Given, $ABCD$ is a parallelogram, bisector of $\angle\text{A}$, bisects $BC$ at F i.e., $\angle\text{1}=\angle2,\text{CF}=\text{FB}$ Draw $FB\ ||\ BA$
$\therefore\text{ABFE}$ is a parallelogram by construction
$\angle1=\angle6$
But $\angle1=\angle2$ [given]
$\therefore\angle2=\angle6$
$AB = FB$ [opposite sides to equal angles are equal] $…(i)$
$\therefore\text{ABFE}$ is a rhombus.
Now, in $\triangle\text{ABO}\ \text{and}\ \text{BOF},\text{AB}=\text{FB}$ [from eq. $(i)$]
$BO = BO$ [common] $AO = FO$ [diagonals of rhombus bisect each other]
$\therefore\triangle\text{ABO}\cong\triangle\text{BOF}$ [by SSS]
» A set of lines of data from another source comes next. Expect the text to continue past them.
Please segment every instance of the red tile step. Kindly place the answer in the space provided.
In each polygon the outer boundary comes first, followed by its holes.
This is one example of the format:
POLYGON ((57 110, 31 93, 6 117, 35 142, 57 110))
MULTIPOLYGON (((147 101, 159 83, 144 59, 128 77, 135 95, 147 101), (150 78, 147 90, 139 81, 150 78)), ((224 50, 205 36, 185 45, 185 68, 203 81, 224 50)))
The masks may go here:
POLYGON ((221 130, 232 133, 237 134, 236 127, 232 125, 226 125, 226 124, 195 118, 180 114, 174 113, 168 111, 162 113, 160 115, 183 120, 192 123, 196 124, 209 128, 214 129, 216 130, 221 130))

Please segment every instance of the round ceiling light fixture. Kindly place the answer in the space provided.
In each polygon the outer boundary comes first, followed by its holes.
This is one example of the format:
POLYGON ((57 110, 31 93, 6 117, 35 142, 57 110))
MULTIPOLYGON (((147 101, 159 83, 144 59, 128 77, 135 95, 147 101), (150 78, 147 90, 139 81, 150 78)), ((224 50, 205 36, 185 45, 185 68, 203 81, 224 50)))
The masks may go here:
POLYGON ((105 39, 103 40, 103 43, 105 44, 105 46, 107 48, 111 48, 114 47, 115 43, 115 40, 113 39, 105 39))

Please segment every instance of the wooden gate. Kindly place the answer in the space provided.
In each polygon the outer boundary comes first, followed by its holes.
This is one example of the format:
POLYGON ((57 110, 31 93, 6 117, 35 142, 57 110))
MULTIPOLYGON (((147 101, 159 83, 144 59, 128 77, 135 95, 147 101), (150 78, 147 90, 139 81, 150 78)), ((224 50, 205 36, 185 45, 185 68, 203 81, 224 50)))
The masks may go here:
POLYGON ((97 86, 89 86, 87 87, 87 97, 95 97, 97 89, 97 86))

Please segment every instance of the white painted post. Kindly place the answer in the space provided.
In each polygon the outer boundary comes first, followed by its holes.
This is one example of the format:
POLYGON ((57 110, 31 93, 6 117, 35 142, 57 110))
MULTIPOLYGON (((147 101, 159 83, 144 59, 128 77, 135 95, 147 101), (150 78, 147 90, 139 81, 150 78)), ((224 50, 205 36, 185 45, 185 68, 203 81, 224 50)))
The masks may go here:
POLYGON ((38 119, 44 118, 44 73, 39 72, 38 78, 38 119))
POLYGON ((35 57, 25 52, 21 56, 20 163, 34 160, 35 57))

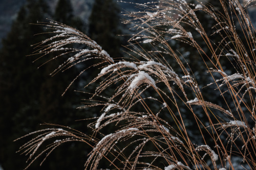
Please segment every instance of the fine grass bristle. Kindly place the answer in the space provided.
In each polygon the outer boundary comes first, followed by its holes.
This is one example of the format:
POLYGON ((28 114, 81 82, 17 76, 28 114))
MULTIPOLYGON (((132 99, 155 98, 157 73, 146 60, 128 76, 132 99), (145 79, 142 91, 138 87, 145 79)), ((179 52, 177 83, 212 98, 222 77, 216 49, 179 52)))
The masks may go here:
POLYGON ((256 169, 255 32, 246 10, 254 1, 220 0, 218 8, 193 2, 135 4, 140 11, 124 14, 124 23, 137 32, 129 57, 118 59, 68 26, 39 22, 54 35, 33 55, 62 53, 48 62, 73 55, 52 75, 97 61, 91 67, 98 74, 87 85, 97 84, 95 93, 80 108, 103 109, 88 125, 91 135, 63 127, 26 135, 39 134, 19 151, 29 155, 28 165, 77 141, 92 147, 86 169, 106 161, 105 169, 256 169))

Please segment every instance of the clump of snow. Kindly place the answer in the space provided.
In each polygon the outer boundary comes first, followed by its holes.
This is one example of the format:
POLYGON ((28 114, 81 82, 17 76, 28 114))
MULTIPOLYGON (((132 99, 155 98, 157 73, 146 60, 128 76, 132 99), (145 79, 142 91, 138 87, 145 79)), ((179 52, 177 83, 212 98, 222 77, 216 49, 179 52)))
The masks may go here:
POLYGON ((108 66, 104 67, 101 69, 101 71, 100 71, 100 73, 99 74, 100 75, 104 74, 105 74, 106 71, 108 71, 108 70, 111 69, 112 67, 116 66, 118 64, 124 64, 125 65, 126 67, 132 67, 135 69, 138 69, 138 68, 137 67, 136 64, 131 63, 130 62, 127 62, 127 61, 120 61, 117 63, 113 64, 110 64, 108 65, 108 66))
POLYGON ((95 125, 96 129, 99 128, 99 125, 100 125, 100 122, 101 122, 101 120, 103 119, 105 114, 106 114, 105 112, 103 113, 102 114, 101 114, 99 118, 97 120, 97 122, 95 125))
POLYGON ((183 37, 183 36, 182 36, 181 35, 176 34, 175 36, 173 36, 171 38, 171 39, 177 38, 180 38, 180 37, 183 37))
POLYGON ((193 100, 191 100, 190 101, 187 101, 186 103, 189 104, 189 103, 197 102, 199 102, 199 101, 198 100, 198 99, 197 99, 197 98, 195 98, 193 100))
POLYGON ((120 130, 118 132, 123 133, 123 132, 126 132, 127 131, 138 131, 138 130, 139 130, 139 129, 138 128, 130 128, 127 129, 124 129, 124 130, 120 130))
POLYGON ((191 32, 187 32, 187 35, 188 35, 188 36, 191 38, 193 38, 193 36, 192 36, 192 33, 191 33, 191 32))
POLYGON ((244 122, 240 120, 230 120, 228 124, 238 126, 239 127, 247 128, 247 126, 244 122))
POLYGON ((49 134, 47 134, 46 135, 45 137, 49 137, 49 136, 52 136, 52 135, 53 135, 54 134, 55 134, 56 133, 55 132, 52 132, 51 133, 50 133, 49 134))
POLYGON ((196 6, 196 8, 195 9, 198 9, 198 8, 202 8, 203 7, 202 7, 202 6, 200 4, 198 4, 197 5, 197 6, 196 6))
POLYGON ((105 56, 107 56, 113 62, 114 62, 114 60, 112 58, 110 57, 110 55, 104 50, 102 50, 100 53, 104 54, 105 56))
POLYGON ((151 42, 153 41, 153 39, 147 39, 147 40, 144 40, 143 41, 143 43, 150 43, 150 42, 151 42))
POLYGON ((160 127, 162 128, 163 129, 164 129, 165 131, 166 131, 167 133, 169 133, 170 131, 168 128, 167 128, 166 127, 165 127, 163 125, 160 126, 160 127))
POLYGON ((164 167, 164 170, 172 170, 173 169, 176 167, 176 166, 174 165, 169 165, 169 166, 167 167, 164 167))
POLYGON ((64 30, 67 31, 72 32, 75 33, 76 34, 79 34, 77 31, 75 31, 71 28, 69 28, 66 27, 66 28, 63 28, 63 29, 64 30))
POLYGON ((175 137, 175 136, 171 136, 170 138, 172 138, 172 139, 173 140, 177 140, 178 141, 179 141, 180 143, 183 143, 183 142, 178 137, 175 137))
MULTIPOLYGON (((134 75, 132 75, 131 76, 134 77, 134 75)), ((155 80, 154 80, 154 79, 152 79, 152 78, 150 77, 148 74, 143 71, 140 71, 139 73, 137 74, 137 77, 134 78, 129 86, 129 89, 131 91, 133 90, 135 88, 136 88, 138 84, 139 84, 139 83, 144 79, 146 79, 150 81, 150 84, 156 88, 155 80)))

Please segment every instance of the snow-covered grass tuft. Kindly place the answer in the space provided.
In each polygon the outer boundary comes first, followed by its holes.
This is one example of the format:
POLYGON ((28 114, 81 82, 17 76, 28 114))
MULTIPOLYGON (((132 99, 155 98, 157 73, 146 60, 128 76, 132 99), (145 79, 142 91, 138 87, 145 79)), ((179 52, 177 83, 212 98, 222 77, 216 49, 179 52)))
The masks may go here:
POLYGON ((48 125, 58 128, 24 136, 37 135, 19 151, 28 166, 79 141, 92 148, 86 169, 256 169, 255 33, 245 10, 255 1, 196 1, 127 2, 140 10, 124 14, 138 32, 123 58, 70 27, 39 23, 54 35, 35 45, 35 55, 62 52, 46 63, 69 55, 52 75, 95 61, 98 72, 86 86, 95 91, 79 108, 101 111, 88 135, 48 125))

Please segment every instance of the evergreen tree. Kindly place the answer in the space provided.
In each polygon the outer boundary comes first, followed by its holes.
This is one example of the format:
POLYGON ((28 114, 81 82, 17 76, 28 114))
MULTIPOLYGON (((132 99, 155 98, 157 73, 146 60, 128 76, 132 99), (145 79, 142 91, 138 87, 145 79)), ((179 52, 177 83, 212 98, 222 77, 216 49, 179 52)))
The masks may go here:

$\angle3=\angle4$ [by $CPCT$]
Now, $BF =$$\frac{1}{2}\text{BC}$[given]
$\Rightarrow\text{BF}=\frac{1}{2}\text{AD}$ $[BC = AD]$
$\Rightarrow\text{AE}=\frac{1}{2}\text{AD}$$[BF = AE]$
$\therefore$ $E$ is the mid-point of $AD$.